Angakusajaujuq: The Shaman's Apprentice is a 2021 Canadian animated short film, directed by Zacharias Kunuk.

==Summary==
A story about the traditional Inuit role of the shaman, the film centres on a grandmother (Madeline Ivalu) and granddaughter (Lucy Tulugarjuk) who travel to the underworld in an effort to heal an ill young hunter (Jacky Qrunnut).

==Release==
The film was released alongside a children's picture book of the story, written by Kunuk and illustrated by Megan Kyak-Monteith. The book was published in both English and Inuktitut; the latter edition won the 2021 Indigenous Voices Award for work published in an indigenous language.

The film premiered at the 2021 Annecy International Animation Film Festival, where it won the FIPRESCI Award.

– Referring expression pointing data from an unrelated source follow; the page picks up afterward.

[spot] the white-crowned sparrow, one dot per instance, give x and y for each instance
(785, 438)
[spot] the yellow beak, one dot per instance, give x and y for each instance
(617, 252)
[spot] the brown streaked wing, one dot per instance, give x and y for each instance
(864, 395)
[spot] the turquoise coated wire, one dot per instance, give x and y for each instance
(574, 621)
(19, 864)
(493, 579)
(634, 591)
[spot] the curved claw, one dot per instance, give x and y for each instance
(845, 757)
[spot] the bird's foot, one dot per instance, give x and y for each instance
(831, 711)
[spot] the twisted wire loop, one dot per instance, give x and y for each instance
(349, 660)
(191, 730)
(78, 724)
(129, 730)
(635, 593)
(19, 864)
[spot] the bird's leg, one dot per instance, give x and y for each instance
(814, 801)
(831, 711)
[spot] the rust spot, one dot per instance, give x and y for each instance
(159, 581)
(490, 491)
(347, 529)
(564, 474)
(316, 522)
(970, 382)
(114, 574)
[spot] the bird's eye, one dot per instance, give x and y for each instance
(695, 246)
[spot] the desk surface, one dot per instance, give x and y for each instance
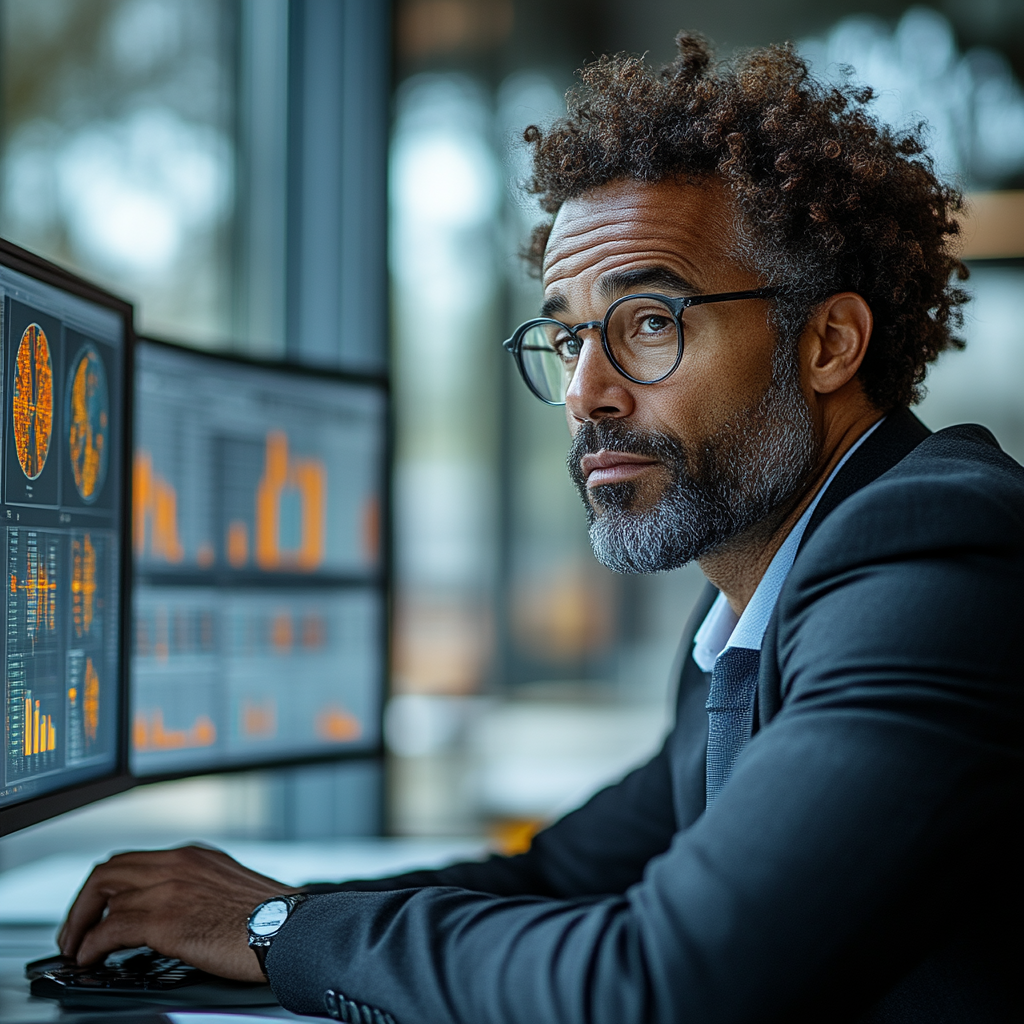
(33, 898)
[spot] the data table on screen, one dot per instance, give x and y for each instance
(259, 601)
(62, 361)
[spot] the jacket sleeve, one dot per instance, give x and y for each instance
(599, 849)
(861, 827)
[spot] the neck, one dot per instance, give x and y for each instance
(736, 567)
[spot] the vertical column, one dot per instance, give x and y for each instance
(338, 128)
(261, 235)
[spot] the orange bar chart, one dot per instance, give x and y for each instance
(40, 732)
(155, 513)
(306, 478)
(150, 733)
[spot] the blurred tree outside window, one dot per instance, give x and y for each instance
(118, 150)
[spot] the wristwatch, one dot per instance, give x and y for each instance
(267, 920)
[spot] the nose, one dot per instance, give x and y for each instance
(597, 390)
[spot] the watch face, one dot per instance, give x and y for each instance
(268, 916)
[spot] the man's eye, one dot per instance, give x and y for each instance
(655, 325)
(566, 346)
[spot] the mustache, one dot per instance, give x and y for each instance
(613, 435)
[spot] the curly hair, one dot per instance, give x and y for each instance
(832, 200)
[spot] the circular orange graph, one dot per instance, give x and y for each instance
(88, 416)
(33, 401)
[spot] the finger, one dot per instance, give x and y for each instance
(116, 931)
(123, 871)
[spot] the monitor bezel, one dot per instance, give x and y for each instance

It had its Canadian premiere at the 2021 Toronto International Film Festival, where it won the award for Best Canadian Short Film.

==Reception==
The film was named to TIFF's annual year-end Canada's Top Ten list for 2021. It was on a shortlist for the Academy Award for Best Animated Short Film for the 94th Academy Awards but ultimately was not nominated, and won the Canadian Screen Award for Best Animated Short at the 10th Canadian Screen Awards in 2022.

It also won Best Independent Short Film at the Festival Stop Montreal.